À voir le jeudi 18 avril - La ruée payante
Les diamants du pôle
TV5, 19h
Les mines de diamants sont rares, très rares. Le Québec, riche en ressources minérales de toutes sortes, ne compte qu’un seul projet de mine de diamants qui soit bien avancé, celui de Stornoway Diamond Corporation, situé dans le secteur reculé des monts Otish.

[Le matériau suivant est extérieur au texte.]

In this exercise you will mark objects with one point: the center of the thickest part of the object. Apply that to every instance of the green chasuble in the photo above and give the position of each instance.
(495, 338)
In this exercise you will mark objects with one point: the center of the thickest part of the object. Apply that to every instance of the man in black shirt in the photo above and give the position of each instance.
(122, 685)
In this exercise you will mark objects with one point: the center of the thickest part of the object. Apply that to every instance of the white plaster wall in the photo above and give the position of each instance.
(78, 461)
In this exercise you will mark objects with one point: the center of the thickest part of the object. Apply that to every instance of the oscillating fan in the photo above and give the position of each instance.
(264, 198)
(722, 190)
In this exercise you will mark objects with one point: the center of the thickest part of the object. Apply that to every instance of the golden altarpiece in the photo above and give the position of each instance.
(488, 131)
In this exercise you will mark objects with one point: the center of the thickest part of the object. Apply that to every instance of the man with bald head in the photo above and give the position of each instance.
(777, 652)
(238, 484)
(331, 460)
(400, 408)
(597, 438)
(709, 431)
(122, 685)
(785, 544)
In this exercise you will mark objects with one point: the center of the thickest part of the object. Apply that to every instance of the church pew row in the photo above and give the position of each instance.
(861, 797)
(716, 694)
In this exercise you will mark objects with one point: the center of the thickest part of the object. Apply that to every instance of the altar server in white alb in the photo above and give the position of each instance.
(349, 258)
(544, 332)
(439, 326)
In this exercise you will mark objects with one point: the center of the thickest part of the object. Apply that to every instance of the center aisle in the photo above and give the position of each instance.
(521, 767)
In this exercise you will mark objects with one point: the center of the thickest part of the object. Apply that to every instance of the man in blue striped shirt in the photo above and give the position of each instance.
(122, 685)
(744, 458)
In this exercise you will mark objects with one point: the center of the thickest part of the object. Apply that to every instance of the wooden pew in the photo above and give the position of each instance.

Mais le Canada compte d’autres régions où on retrouve des gisements importants de cette pierre de plus en plus recherchée, notamment dans le secteur de la joaillerie. Le documentaire Les diamants du pôle, présenté aujourd’hui sur les ondes de TV5, présente le cas plus grand que nature de la mine de Diavik, située dans les Territoires du Nord-Ouest, à 300 kilomètres au nord de Yellowknife. Ce projet minier est contrôlé par Rio Tinto, dont le chiffre d’affaires dépasse les 100 millions de dollars par année.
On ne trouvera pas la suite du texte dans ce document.